JAMBI – Pemerintah Provinsi (Pemprov) Jambi menegaskan bahwa status lahan di Kabupaten Tanjung Jabung Timur (Tanjabtim) yang belakangan menjadi polemik memiliki dasar hukum yang kuat melalui Sertifikat Hak Pengelolaan (HPL) yang diterbitkan negara.
Penegasan tersebut disampaikan menyusul munculnya berbagai klaim terkait status kepemilikan lahan di kawasan Muara Sabak, Kabupaten Tanjung Jabung Timur.

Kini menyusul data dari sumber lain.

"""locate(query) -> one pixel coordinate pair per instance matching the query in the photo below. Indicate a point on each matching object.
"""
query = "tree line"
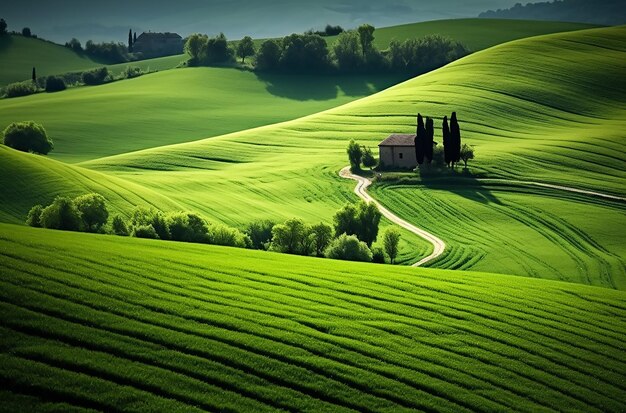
(353, 51)
(351, 237)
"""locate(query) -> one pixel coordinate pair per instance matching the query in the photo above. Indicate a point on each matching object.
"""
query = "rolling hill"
(251, 331)
(529, 120)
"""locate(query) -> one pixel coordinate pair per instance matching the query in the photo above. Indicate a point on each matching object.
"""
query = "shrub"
(142, 217)
(34, 216)
(219, 234)
(260, 233)
(391, 240)
(28, 137)
(55, 84)
(349, 248)
(19, 89)
(187, 227)
(132, 71)
(61, 214)
(288, 237)
(93, 211)
(119, 227)
(378, 255)
(96, 76)
(145, 231)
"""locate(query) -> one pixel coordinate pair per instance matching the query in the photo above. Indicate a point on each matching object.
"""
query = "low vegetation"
(28, 137)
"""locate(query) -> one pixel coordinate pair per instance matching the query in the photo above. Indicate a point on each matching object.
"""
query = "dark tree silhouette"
(447, 142)
(430, 140)
(455, 133)
(420, 138)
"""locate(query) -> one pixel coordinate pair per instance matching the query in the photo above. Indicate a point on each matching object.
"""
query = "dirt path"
(361, 190)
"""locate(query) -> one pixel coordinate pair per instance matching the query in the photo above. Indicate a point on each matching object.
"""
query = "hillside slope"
(549, 118)
(155, 325)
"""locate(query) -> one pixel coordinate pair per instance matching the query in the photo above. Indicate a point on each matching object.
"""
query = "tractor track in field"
(439, 245)
(361, 190)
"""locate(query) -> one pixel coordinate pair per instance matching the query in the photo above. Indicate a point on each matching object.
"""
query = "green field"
(179, 106)
(547, 119)
(167, 326)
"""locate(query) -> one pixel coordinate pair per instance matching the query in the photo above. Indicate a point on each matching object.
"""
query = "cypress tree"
(447, 142)
(455, 132)
(430, 140)
(420, 138)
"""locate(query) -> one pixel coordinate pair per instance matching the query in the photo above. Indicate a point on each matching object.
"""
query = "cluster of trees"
(28, 137)
(453, 151)
(355, 229)
(353, 51)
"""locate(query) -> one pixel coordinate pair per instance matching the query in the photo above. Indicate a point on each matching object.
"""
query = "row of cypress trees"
(424, 140)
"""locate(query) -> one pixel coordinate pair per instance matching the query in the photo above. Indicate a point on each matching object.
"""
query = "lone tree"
(391, 239)
(420, 140)
(366, 36)
(355, 155)
(245, 48)
(447, 142)
(368, 158)
(455, 134)
(429, 141)
(28, 137)
(467, 153)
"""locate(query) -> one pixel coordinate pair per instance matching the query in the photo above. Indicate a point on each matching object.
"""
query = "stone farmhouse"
(398, 151)
(158, 44)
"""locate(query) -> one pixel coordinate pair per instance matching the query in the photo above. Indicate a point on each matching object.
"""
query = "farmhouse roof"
(399, 140)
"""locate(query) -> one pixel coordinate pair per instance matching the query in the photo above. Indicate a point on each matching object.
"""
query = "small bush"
(187, 227)
(28, 137)
(19, 89)
(119, 227)
(378, 255)
(145, 231)
(230, 237)
(96, 76)
(260, 233)
(34, 216)
(93, 211)
(132, 71)
(61, 214)
(55, 84)
(349, 248)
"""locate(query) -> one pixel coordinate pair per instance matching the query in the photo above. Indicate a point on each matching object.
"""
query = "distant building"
(158, 44)
(398, 151)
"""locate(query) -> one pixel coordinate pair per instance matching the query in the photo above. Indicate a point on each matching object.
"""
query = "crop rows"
(196, 328)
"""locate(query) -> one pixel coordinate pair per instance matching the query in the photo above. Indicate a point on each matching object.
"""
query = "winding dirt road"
(361, 190)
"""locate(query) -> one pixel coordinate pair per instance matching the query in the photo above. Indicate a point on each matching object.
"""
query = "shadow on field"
(323, 87)
(463, 184)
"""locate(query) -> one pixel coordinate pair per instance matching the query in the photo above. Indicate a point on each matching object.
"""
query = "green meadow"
(155, 325)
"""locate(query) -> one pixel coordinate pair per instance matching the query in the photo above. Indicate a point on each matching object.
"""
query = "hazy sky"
(111, 19)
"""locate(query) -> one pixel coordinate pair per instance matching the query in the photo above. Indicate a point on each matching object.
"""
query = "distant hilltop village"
(156, 44)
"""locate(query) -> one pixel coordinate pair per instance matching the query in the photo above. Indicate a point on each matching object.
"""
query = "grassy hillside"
(22, 53)
(549, 119)
(31, 179)
(476, 34)
(19, 54)
(179, 106)
(165, 326)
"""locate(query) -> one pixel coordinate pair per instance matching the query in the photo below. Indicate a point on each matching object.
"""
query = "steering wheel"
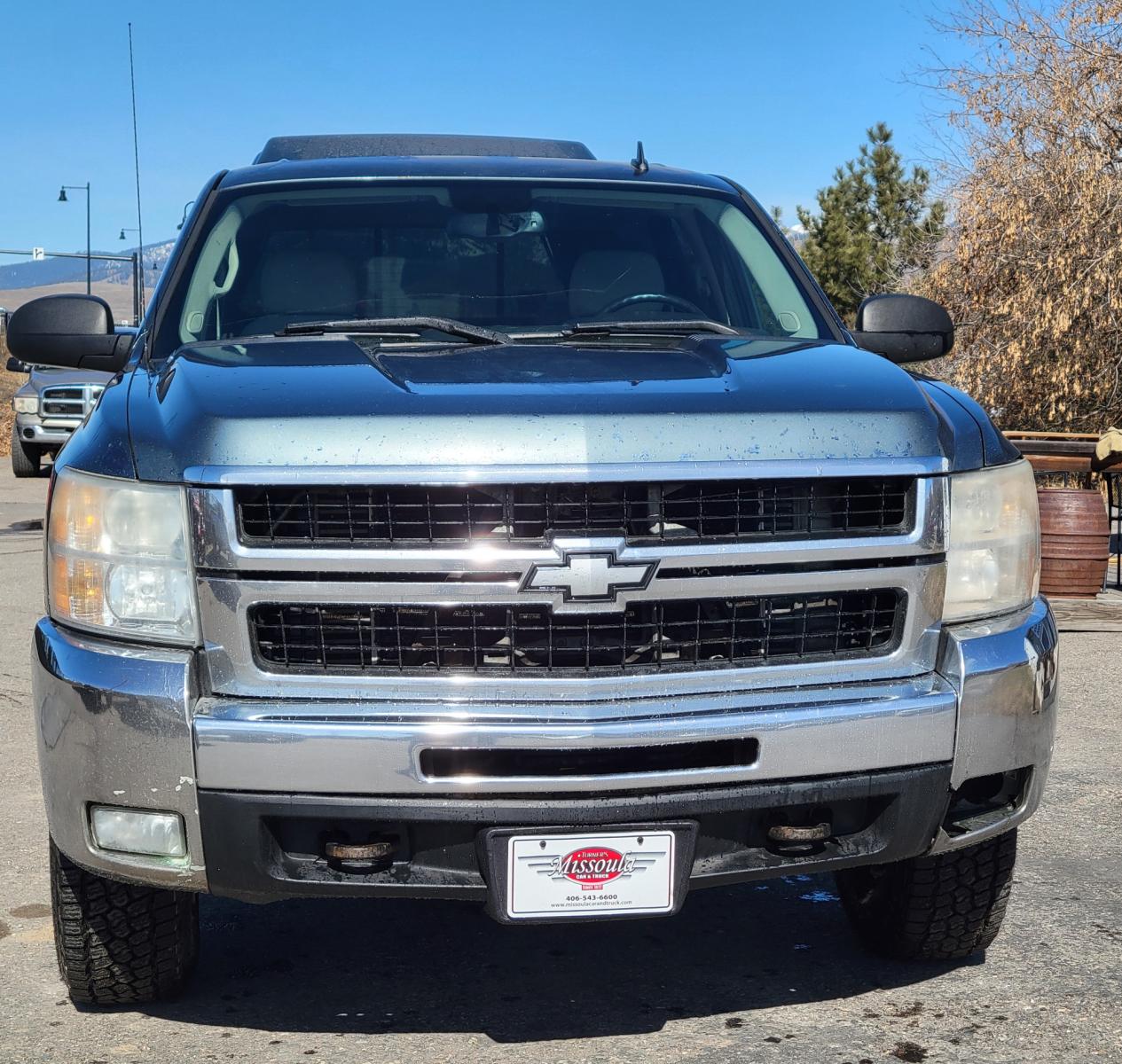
(677, 301)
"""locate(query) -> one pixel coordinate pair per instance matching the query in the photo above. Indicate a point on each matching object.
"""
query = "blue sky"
(774, 96)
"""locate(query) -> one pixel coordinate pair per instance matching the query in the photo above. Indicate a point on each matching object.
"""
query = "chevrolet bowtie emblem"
(589, 576)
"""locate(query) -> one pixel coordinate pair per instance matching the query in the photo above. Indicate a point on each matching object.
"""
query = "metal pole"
(89, 262)
(136, 160)
(136, 289)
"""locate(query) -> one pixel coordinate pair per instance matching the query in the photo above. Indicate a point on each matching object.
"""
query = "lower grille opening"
(647, 636)
(460, 763)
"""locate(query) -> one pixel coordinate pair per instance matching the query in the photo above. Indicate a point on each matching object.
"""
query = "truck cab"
(475, 520)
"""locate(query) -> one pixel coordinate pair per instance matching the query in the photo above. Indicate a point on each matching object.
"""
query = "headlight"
(993, 552)
(117, 558)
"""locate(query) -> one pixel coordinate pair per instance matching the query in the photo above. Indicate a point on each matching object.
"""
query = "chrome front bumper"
(128, 725)
(51, 432)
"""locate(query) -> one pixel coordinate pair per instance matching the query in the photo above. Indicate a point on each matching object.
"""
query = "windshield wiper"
(398, 326)
(655, 329)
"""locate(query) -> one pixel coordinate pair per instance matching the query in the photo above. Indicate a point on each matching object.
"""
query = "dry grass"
(8, 385)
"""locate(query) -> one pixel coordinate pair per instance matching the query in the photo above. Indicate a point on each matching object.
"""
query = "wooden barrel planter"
(1075, 542)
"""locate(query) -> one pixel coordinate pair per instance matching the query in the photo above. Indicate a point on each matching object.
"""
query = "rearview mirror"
(903, 329)
(72, 332)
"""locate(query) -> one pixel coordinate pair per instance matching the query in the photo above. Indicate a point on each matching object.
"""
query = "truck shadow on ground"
(412, 966)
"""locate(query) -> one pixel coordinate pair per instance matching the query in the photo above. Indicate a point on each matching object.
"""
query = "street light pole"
(89, 260)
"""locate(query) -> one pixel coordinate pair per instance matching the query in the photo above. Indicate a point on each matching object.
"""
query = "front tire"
(943, 907)
(25, 458)
(120, 943)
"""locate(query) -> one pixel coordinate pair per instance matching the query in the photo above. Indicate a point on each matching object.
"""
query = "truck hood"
(218, 411)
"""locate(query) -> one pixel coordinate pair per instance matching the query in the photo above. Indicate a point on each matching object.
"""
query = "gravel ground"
(761, 972)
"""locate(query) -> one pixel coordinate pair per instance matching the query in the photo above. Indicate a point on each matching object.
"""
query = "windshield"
(505, 255)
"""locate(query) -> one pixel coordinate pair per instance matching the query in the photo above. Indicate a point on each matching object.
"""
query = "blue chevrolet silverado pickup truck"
(473, 518)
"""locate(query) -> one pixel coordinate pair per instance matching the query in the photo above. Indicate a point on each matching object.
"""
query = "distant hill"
(118, 296)
(66, 271)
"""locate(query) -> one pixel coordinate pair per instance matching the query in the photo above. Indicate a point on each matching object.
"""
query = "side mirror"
(72, 332)
(905, 329)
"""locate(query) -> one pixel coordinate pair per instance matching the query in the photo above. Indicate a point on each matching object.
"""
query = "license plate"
(591, 874)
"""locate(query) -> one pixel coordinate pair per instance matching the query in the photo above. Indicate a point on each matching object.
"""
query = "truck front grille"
(659, 636)
(725, 510)
(73, 401)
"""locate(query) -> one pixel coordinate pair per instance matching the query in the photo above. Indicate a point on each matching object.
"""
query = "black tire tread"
(943, 907)
(120, 943)
(25, 460)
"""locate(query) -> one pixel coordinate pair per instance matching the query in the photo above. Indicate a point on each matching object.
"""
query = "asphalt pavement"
(761, 972)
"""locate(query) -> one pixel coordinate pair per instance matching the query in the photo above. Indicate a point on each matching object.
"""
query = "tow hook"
(790, 840)
(359, 857)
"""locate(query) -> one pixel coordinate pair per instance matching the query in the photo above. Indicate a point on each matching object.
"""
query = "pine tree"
(875, 225)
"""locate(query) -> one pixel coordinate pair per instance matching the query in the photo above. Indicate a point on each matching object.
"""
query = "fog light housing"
(137, 831)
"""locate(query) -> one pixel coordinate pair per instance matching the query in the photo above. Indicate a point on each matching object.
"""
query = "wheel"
(25, 458)
(931, 908)
(118, 943)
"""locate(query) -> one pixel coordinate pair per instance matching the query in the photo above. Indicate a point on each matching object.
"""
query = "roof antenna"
(639, 164)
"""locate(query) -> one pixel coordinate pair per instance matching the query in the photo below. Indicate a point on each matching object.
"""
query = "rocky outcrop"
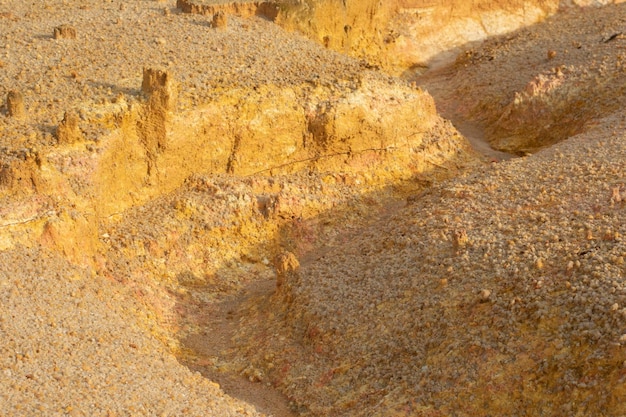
(267, 9)
(412, 35)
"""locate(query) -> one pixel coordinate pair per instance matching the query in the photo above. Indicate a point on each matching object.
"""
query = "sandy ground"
(500, 292)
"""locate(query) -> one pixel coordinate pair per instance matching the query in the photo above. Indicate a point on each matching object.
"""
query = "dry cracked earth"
(265, 226)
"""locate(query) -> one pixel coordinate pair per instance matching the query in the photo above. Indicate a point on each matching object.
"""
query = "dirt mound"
(523, 314)
(75, 343)
(531, 88)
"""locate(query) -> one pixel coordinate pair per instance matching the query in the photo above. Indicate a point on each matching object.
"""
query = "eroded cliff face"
(413, 35)
(378, 132)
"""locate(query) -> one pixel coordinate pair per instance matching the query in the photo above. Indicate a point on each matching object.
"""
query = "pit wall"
(413, 35)
(378, 134)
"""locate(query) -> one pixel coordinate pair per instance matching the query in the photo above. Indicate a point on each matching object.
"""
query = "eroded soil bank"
(215, 199)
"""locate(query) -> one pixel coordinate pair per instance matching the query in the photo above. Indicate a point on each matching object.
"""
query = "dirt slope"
(145, 238)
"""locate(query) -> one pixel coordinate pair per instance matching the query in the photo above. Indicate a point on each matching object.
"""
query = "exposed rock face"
(68, 131)
(219, 20)
(15, 104)
(267, 9)
(64, 32)
(413, 34)
(285, 264)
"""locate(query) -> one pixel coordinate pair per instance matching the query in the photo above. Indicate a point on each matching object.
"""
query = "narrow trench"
(211, 349)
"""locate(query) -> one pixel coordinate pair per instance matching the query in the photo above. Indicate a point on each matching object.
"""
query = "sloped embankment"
(530, 88)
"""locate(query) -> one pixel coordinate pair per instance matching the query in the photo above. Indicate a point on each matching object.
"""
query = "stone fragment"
(484, 295)
(219, 20)
(64, 32)
(68, 131)
(15, 104)
(156, 80)
(285, 264)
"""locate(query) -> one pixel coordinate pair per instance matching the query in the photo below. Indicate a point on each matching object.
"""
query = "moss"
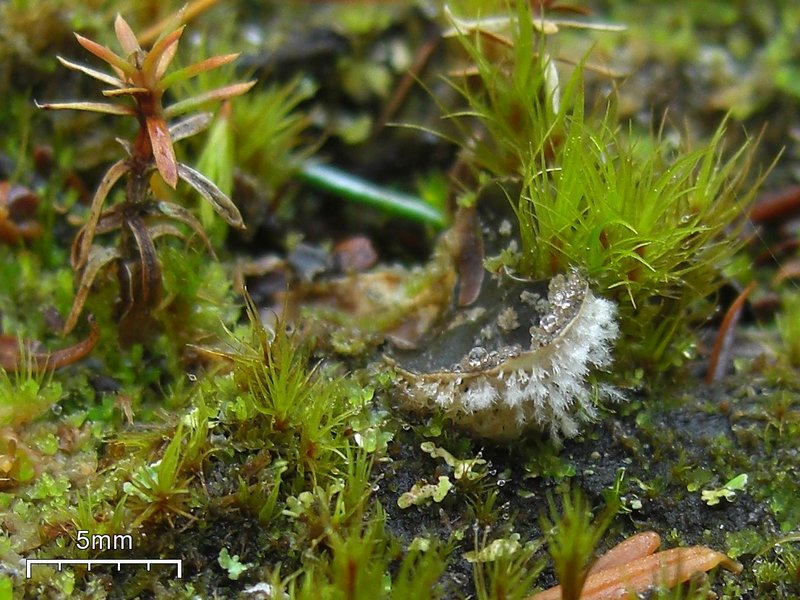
(235, 439)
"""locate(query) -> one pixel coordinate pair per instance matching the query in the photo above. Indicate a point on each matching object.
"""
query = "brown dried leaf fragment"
(621, 578)
(15, 354)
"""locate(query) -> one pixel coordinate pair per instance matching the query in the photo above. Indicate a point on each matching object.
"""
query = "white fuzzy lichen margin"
(502, 393)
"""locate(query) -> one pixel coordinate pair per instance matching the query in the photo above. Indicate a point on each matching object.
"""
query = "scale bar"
(103, 561)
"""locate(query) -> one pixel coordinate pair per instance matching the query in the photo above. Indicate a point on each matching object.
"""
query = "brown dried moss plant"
(142, 217)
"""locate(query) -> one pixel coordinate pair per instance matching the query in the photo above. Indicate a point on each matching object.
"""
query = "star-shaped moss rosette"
(142, 75)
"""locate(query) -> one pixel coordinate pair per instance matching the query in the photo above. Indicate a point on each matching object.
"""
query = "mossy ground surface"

Juru Bicara Pemerintah Provinsi Jambi yang juga Kepala Dinas Komunikasi dan Informatika (Kominfo) Provinsi Jambi, Ariansyah, menjelaskan bahwa Pemprov Jambi memiliki dua Sertifikat Hak Pengelolaan (HPL) yang telah terdaftar secara resmi.
Kedua HPL tersebut berada di Desa Kampung Singkep, Kecamatan Muara Sabak Barat, dengan luas 1.876.060 meter persegi, serta di Desa Sungai Itik, Kecamatan Sadu, seluas 519.946 meter persegi.
Menurut Ariansyah, setiap klaim kepemilikan tanah harus berpedoman pada ketentuan hukum yang berlaku dan dibuktikan melalui sertifikat resmi yang diterbitkan negara.
“Pertama bahwasanya, bukti kepemilikan itu adalah sertifikat, bukan aplikasi,” tegas Ariansyah.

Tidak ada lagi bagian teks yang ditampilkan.